Russian bill is copy-and-paste of Germany’s hate speech law
Reporters Without Borders (RSF) condemns a Russian bill that would force social networks to remove “unlawful” content within 24 hours of notification. It is based very closely on a law that was adopted in Germany on 30 June.
The Russian bill shows that when leading democracies devise draconian legislation, they provide repressive regimes with ideas. Submitted to the Duma on 12 July by members of President Vladimir Putin’s United Russia party, the bill’s references to the German law are explicit.
RSF repeatedly criticized the German law on hate speech in social media as it progressed though Germany’s parliament because of its potential for abuse.
“Our worst fears have been realized,” said Christian Mihr, RSF Germany’s executive director. “The German law on online hate speech is now serving as a model for non-democratic states to limit Internet debate.”
The German law has also inspired the United Kingdom. A UK parliamentary report in April cited the German example when it recommended making social networks pay large fines for failing to remove hate speech quickly enough.
Passed on first reading, the Russian bill would invite Internet users to report “unlawful” content and would give social networks 24 hours to remove all originals and re-posts. Several Russian legislators have proposed making social networks pay fines of up to 50 million roubles (735,500 euros) if they fail to comply.

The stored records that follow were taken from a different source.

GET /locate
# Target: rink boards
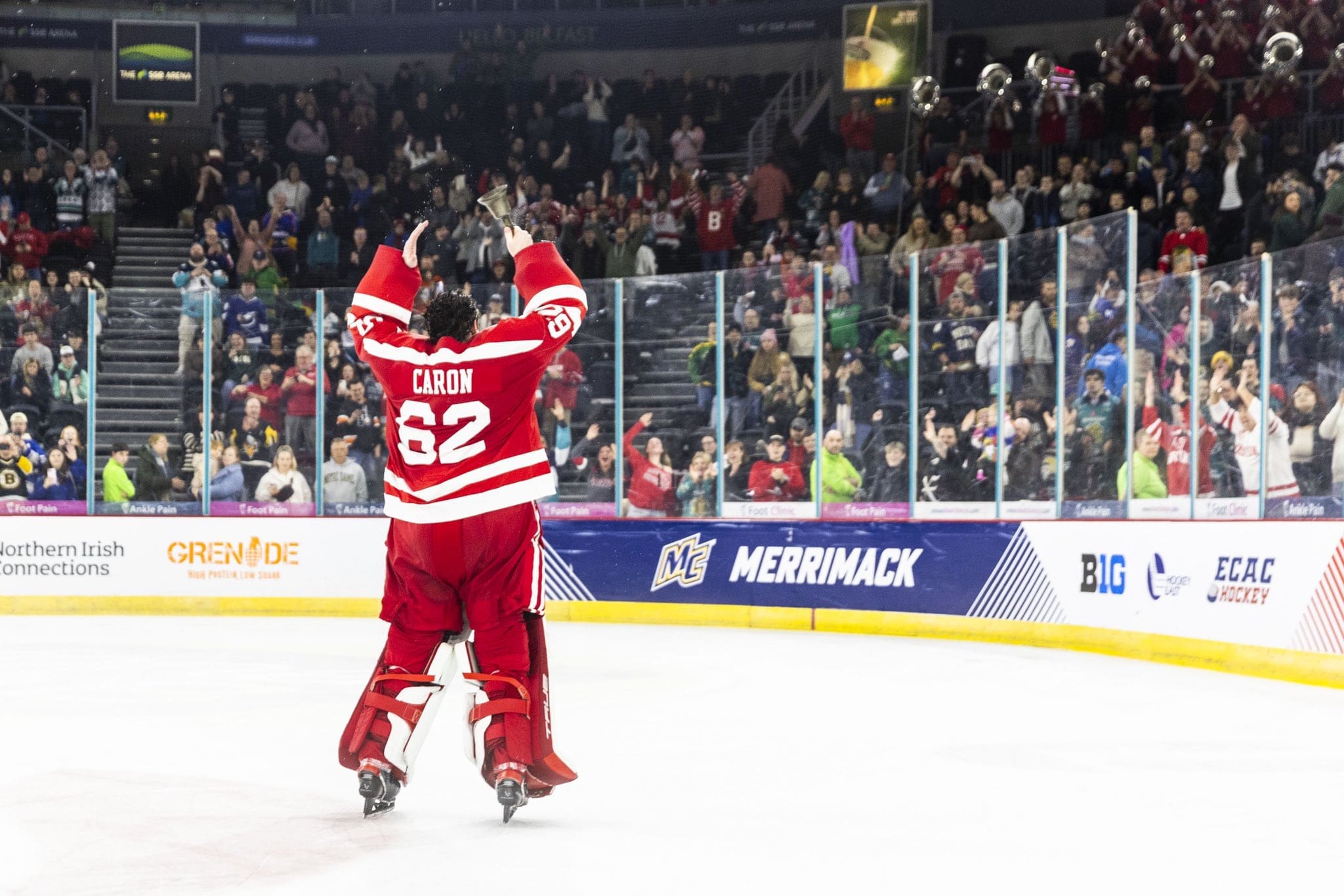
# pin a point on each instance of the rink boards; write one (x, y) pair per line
(1253, 597)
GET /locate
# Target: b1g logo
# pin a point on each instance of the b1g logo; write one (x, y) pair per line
(1102, 574)
(683, 562)
(1162, 583)
(1242, 580)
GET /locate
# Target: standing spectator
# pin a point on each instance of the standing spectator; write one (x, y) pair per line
(1148, 479)
(651, 488)
(1186, 239)
(308, 143)
(631, 142)
(687, 144)
(596, 97)
(200, 281)
(770, 188)
(1005, 209)
(70, 191)
(1290, 226)
(283, 483)
(343, 479)
(702, 365)
(300, 393)
(887, 191)
(776, 478)
(696, 491)
(245, 315)
(714, 216)
(116, 485)
(856, 129)
(155, 476)
(101, 180)
(323, 251)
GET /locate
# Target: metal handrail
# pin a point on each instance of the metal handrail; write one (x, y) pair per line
(29, 128)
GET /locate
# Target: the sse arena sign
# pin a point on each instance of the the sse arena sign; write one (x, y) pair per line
(156, 62)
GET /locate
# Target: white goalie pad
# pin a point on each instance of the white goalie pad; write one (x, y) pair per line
(405, 741)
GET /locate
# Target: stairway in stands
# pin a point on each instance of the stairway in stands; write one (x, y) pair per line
(137, 393)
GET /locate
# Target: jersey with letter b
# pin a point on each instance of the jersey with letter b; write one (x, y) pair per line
(461, 429)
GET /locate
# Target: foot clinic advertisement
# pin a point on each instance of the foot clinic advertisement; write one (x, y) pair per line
(886, 45)
(156, 62)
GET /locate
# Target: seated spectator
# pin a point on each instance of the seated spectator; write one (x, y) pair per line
(698, 488)
(832, 470)
(30, 388)
(284, 483)
(116, 485)
(343, 479)
(69, 386)
(57, 483)
(156, 479)
(15, 470)
(651, 489)
(776, 479)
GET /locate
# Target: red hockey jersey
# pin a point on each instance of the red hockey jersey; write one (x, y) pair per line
(1192, 242)
(461, 432)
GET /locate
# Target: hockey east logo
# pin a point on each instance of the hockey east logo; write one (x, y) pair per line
(683, 563)
(1242, 580)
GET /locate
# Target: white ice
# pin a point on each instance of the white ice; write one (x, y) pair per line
(198, 755)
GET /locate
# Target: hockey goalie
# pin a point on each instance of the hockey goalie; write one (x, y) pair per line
(465, 468)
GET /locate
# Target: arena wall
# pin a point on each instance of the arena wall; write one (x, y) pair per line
(1263, 598)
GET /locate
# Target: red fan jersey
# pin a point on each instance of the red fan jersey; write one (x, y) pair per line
(1194, 242)
(461, 432)
(714, 220)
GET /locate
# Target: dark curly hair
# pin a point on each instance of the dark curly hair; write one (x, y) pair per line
(451, 314)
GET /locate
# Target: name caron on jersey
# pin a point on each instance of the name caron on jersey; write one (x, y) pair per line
(887, 567)
(436, 382)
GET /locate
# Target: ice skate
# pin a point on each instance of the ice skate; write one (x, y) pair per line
(511, 792)
(379, 788)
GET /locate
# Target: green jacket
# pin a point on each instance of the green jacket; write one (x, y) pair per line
(887, 340)
(1148, 480)
(1332, 205)
(835, 487)
(843, 321)
(701, 365)
(116, 484)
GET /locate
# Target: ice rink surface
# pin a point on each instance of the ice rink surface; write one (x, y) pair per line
(198, 755)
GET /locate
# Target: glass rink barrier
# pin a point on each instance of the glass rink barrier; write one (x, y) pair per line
(1060, 374)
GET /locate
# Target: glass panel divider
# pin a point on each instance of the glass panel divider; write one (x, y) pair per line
(1060, 336)
(320, 405)
(207, 387)
(92, 409)
(818, 399)
(1192, 424)
(913, 453)
(1131, 328)
(619, 298)
(721, 336)
(1000, 434)
(1267, 297)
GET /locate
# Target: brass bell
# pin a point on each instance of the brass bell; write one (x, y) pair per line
(499, 202)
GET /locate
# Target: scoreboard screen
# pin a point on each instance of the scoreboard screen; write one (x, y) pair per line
(156, 62)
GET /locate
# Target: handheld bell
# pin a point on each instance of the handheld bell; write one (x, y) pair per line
(499, 205)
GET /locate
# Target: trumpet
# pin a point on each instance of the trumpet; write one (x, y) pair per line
(925, 94)
(995, 79)
(1282, 55)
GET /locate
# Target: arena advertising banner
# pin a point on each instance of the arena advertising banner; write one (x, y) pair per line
(1258, 583)
(886, 45)
(156, 62)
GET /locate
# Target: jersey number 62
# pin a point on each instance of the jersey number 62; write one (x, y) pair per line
(418, 446)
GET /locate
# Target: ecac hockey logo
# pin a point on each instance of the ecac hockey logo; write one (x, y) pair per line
(683, 562)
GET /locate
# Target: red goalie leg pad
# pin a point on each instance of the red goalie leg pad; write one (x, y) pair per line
(402, 664)
(546, 770)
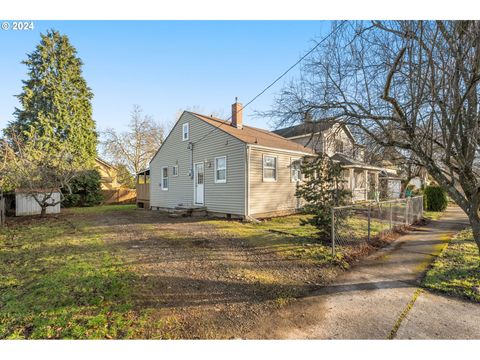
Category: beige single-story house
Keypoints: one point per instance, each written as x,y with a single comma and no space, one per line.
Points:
231,169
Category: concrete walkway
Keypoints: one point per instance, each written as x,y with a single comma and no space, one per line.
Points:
380,297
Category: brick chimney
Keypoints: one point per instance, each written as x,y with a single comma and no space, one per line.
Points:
237,120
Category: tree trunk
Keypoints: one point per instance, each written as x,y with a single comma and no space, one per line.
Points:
475,223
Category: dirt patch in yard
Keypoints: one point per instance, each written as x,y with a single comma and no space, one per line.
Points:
118,272
208,282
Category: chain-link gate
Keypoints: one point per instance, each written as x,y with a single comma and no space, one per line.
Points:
361,224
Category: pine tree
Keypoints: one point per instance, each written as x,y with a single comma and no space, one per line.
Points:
322,188
56,101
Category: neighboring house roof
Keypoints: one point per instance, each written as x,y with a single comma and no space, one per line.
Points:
255,136
104,163
144,172
304,129
308,128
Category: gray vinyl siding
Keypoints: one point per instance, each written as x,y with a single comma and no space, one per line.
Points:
266,196
226,197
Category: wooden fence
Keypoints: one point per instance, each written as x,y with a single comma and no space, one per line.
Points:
119,196
2,209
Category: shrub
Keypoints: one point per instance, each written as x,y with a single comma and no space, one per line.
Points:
435,198
86,190
322,189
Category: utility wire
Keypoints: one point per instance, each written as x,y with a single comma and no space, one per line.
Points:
276,80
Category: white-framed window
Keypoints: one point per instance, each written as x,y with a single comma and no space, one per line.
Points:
269,168
164,178
296,170
221,169
185,132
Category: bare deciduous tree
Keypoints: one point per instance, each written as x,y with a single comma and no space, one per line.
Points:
136,147
39,172
410,85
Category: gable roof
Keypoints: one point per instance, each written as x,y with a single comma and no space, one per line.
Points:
104,163
308,128
254,136
304,129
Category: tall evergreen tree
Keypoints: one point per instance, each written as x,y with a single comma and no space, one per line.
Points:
56,101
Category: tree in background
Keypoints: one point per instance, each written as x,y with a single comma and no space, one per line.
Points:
56,101
137,146
30,165
322,188
411,85
85,190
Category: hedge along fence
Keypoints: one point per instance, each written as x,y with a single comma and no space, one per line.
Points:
119,196
435,198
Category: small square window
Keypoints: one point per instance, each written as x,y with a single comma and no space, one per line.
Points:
221,169
185,131
269,168
296,170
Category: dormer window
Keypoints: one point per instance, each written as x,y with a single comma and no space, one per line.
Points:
339,146
185,132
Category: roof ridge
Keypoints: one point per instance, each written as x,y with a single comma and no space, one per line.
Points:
254,135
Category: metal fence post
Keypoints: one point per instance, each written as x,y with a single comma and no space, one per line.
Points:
391,216
369,220
333,232
406,210
421,207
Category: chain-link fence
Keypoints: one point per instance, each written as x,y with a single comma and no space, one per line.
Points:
361,225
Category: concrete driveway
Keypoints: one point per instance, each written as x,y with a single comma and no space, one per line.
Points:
380,298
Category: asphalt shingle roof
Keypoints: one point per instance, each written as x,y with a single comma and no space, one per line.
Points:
255,136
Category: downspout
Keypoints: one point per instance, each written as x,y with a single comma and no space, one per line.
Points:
247,185
247,180
190,147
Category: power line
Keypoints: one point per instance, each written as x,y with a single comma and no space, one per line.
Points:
277,79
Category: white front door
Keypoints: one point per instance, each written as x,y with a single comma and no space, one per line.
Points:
199,179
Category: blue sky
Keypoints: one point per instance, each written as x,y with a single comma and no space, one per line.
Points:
167,66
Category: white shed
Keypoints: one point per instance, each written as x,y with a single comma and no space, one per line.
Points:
25,204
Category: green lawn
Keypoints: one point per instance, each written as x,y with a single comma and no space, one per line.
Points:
60,279
102,209
290,239
457,270
57,280
432,215
284,235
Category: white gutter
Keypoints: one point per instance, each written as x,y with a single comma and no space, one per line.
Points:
253,146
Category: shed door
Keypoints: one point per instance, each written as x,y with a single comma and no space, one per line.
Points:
199,184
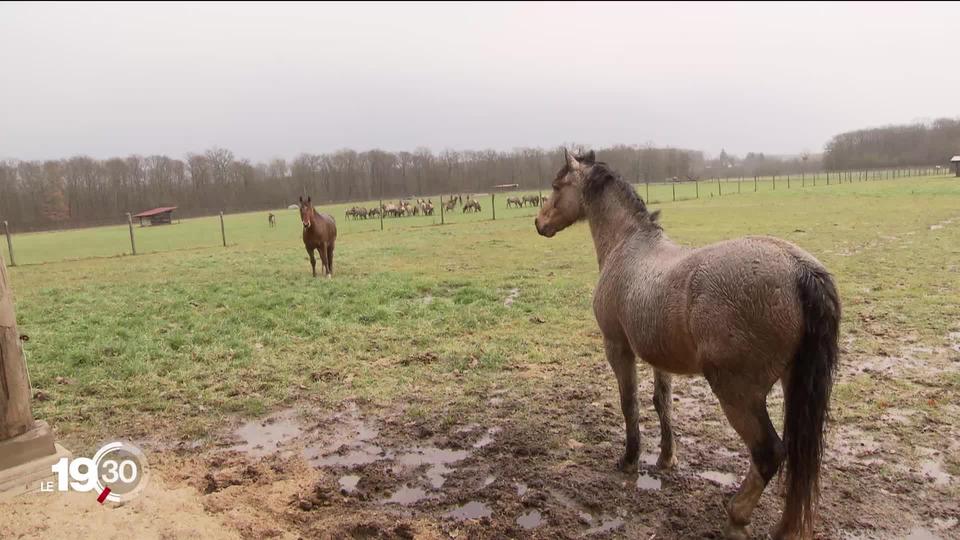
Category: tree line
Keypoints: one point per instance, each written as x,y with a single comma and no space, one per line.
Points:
83,191
909,145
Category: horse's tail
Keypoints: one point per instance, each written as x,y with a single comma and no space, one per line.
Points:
807,396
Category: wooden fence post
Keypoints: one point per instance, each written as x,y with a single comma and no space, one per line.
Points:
27,448
6,230
133,245
223,231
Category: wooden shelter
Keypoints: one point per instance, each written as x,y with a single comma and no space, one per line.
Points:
157,216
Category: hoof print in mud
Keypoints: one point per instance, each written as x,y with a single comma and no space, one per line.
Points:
628,466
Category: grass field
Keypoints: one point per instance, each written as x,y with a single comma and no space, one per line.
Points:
43,247
484,322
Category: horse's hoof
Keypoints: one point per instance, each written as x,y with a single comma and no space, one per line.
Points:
736,532
666,463
779,533
628,466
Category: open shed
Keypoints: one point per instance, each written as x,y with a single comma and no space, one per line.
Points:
157,216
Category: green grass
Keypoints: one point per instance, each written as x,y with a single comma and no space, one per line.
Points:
176,340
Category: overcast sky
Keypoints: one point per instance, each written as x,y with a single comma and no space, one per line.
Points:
279,79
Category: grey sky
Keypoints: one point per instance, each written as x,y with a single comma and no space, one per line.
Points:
275,80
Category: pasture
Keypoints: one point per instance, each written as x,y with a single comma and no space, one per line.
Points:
450,380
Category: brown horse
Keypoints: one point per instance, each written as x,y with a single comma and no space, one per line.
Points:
744,313
319,233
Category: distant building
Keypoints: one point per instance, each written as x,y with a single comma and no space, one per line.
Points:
157,216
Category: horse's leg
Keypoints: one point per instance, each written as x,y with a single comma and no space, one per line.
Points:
663,403
746,410
313,261
323,256
330,259
624,365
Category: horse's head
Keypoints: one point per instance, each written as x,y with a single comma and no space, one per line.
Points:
564,206
306,212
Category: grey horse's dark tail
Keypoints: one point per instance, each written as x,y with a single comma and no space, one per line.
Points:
807,396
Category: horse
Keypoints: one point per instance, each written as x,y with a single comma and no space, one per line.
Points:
744,313
319,233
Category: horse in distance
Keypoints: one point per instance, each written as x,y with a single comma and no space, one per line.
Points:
319,234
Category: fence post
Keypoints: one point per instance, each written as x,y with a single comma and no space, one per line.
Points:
6,230
133,245
27,447
223,231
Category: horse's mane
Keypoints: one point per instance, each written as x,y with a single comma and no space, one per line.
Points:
601,178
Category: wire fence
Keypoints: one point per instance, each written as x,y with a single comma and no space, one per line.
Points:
372,216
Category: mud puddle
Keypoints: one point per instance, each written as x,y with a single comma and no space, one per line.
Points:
720,478
268,435
530,520
471,510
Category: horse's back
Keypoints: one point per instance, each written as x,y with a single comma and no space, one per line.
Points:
736,299
744,299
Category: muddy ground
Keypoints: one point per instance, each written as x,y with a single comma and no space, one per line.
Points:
538,466
362,472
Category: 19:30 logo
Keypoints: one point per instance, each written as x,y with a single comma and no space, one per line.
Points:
118,472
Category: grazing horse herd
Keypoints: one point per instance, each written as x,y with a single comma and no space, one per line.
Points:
405,208
746,314
402,208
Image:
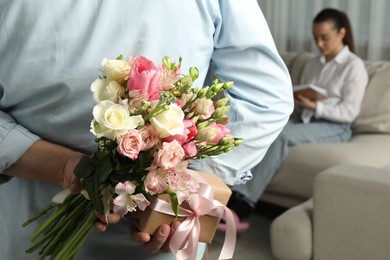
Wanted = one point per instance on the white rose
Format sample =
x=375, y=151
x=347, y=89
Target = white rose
x=117, y=70
x=169, y=122
x=112, y=120
x=203, y=106
x=104, y=89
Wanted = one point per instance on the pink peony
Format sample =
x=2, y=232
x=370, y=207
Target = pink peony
x=169, y=155
x=155, y=181
x=189, y=149
x=130, y=144
x=144, y=79
x=150, y=137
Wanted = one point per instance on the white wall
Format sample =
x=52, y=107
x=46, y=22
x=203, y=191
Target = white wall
x=290, y=23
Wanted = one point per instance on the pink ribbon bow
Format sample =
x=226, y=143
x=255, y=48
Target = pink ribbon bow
x=201, y=203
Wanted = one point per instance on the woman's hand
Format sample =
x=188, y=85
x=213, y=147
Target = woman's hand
x=159, y=241
x=303, y=102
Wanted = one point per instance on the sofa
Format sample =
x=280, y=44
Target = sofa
x=337, y=195
x=369, y=146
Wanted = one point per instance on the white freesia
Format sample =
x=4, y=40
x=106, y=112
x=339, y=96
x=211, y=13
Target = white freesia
x=203, y=105
x=103, y=89
x=117, y=70
x=112, y=120
x=169, y=122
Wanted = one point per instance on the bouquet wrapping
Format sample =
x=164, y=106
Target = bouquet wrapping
x=149, y=122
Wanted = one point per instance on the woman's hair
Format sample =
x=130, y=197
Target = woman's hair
x=340, y=20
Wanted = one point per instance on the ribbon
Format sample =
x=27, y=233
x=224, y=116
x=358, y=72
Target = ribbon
x=201, y=203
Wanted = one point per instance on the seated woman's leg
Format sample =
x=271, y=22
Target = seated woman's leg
x=319, y=131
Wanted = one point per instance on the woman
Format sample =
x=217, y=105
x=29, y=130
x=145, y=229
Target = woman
x=343, y=75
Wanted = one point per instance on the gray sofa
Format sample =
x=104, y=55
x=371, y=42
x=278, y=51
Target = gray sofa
x=337, y=193
x=370, y=144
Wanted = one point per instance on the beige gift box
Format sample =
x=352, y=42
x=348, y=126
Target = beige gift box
x=149, y=220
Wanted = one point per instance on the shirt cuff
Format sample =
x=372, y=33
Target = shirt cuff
x=14, y=145
x=319, y=109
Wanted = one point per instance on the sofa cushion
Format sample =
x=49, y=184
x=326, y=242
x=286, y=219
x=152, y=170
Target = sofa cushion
x=374, y=116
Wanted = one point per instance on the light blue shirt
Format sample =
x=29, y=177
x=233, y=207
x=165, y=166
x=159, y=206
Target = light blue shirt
x=50, y=54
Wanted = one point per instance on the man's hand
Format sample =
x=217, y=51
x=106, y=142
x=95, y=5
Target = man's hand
x=48, y=162
x=159, y=241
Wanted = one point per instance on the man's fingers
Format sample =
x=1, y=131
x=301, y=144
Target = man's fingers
x=137, y=236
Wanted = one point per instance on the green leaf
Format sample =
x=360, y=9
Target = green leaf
x=103, y=170
x=85, y=167
x=92, y=187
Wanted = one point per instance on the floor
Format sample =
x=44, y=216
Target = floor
x=254, y=243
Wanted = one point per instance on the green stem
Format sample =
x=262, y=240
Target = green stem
x=73, y=244
x=42, y=212
x=65, y=224
x=56, y=215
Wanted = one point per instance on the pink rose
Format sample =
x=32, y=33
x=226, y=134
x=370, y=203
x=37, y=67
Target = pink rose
x=189, y=132
x=130, y=144
x=144, y=79
x=220, y=131
x=189, y=149
x=150, y=137
x=155, y=181
x=169, y=155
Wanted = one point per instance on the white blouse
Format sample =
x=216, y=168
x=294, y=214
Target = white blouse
x=345, y=78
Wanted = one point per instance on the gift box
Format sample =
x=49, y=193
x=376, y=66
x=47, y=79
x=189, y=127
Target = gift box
x=149, y=220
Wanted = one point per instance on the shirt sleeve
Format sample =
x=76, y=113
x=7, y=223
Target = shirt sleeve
x=13, y=136
x=261, y=97
x=348, y=108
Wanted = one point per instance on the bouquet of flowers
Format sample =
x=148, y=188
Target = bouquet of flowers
x=149, y=122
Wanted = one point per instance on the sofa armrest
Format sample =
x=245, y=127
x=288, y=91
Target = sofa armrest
x=351, y=213
x=297, y=173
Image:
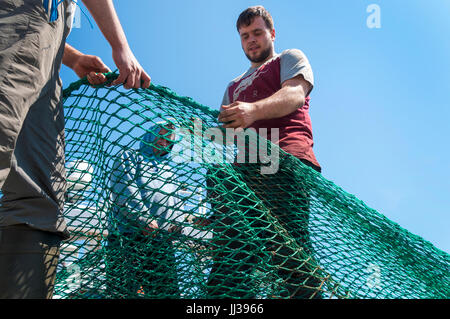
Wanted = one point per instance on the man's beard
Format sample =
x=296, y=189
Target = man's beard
x=262, y=57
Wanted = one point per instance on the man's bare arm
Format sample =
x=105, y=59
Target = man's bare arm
x=131, y=72
x=283, y=102
x=83, y=65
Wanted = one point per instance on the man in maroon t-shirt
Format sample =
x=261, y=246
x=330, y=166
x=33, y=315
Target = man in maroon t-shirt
x=272, y=94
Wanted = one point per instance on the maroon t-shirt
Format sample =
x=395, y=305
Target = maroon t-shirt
x=295, y=129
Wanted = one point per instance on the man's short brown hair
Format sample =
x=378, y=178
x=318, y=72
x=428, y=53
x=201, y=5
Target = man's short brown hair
x=248, y=15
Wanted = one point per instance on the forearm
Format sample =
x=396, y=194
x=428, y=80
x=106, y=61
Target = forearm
x=70, y=56
x=283, y=102
x=107, y=20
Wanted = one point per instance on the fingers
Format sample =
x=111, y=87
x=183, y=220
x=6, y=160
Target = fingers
x=100, y=66
x=96, y=78
x=133, y=79
x=146, y=80
x=120, y=79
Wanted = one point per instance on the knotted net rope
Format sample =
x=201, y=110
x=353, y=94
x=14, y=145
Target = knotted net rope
x=223, y=229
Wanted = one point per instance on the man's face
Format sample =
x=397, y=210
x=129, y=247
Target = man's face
x=257, y=40
x=163, y=144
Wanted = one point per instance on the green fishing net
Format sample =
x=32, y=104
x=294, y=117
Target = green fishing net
x=228, y=224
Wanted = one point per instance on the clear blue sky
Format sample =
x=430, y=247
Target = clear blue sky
x=380, y=106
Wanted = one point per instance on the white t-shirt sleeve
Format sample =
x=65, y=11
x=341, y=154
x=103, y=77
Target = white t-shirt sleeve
x=294, y=62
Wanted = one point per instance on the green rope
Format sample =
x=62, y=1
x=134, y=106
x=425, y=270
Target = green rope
x=225, y=230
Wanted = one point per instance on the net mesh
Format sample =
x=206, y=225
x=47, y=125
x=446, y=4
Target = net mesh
x=223, y=229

To avoid being fined, social networks would be tempted to extend the scope of their censorship, especially as the bill’s definition of what constitutes unlawful content is very vague. Social networks subjected to government scrutiny would be obliged to send all notified content to the authorities every three months.
Subjugated Russian Internet
The proposed law, which if approved could take effect in early 2018, would contribute to the subjugation of Russia’s Internet. Several hastily-negotiated bills in recent months would step up censorship of search engines and messaging services and would restrict access to software for anonymizing communications and bypassing website blocking.
“This proposed law would take mass Internet censorship one stage further in Russia,” said Johann Bihr, the head of RSF’s Eastern Europe and Central Asia desk. “The goal is clear – to further restrict freedom of expression and information in a country where the number of imprisoned Internet users doubled in 2016.”
Russia is ranked 148th out of 180 countries in RSF’s 2017 World Press Freedom Index.